Jones ended his career in 2012 with a .303 career batting average, 468 home runs, and 1,623 runs batted in (RBIs) and holds the Braves team record for career on-base percentage (.402); Jones ranks third on the Braves career home run list. Jones is the only switch hitter in MLB history with a career batting average above .300 and more than 300 home runs. He ranks second behind Eddie Murray for career RBIs for switch hitters and is third behind Mickey Mantle and Lance Berkman in slugging percentage. He was the 18th player in MLB history to accumulate 5,000 at bats and finish with at least a .300 batting average, .400 on-base percentage, and .500 slugging percentage—and the only switch hitter to reach all of these milestones.
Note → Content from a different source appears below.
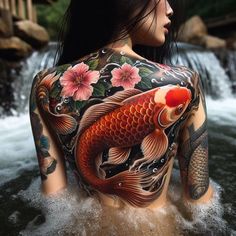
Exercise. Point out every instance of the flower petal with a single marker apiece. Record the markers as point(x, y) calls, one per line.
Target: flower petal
point(83, 93)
On June 28, 2013, the Braves retired Jones' number 10 and inducted him into the team's Hall of Fame. In 2018, he was inducted into the Baseball Hall of Fame in his first year of eligibility. Jones served as an ESPN color analyst in 2020. He returned to the Braves as an assistant hitting consultant in 2021.

==Early life==
Chipper Jones was born Larry Wayne Jones Jr. in DeLand, Florida, on April 24, 1972, and grew up in Pierson, Florida. His father, Larry Wayne Jones Sr., was a teacher and coach at T. DeWitt Taylor High School in Pierson. Chipper Jones later attended the same high school and played baseball there. His mother is Lynne Jones. Jones received the nickname "Chipper" from his father and other family members, who saw the younger Larry as a "chip off the old block." He showed an early love for baseball predominantly because of his father's position as coach, and began to play on Little League teams at age seven.

===High school===
Jones began his high school baseball career at Taylor High School, where he pitched a one-hitter as a freshman. He went to The Bolles School as a sophomore, where he was a two-way player in football. In baseball, he had a 6–3 win–loss record with 87 strikeouts and a 1.89 earned run average (ERA) as a pitcher, with a .391 batting average and seven home runs, earning him First Team All-State honors. In 1989, Jones won First Team All-State honors in both football and baseball, and won a state championship in baseball. He was also selected as the tournament's most valuable player, and had an 11–1 pitching record, 0.81 ERA, and 107 strikeouts in 84 innings pitched. In his senior year, the Bulldogs were the state-runner up while Jones compiled a 7–3 record with a 1.00 ERA and 100 strikeouts in 79 innings on the mound, while hitting .488 with 14 stolen bases.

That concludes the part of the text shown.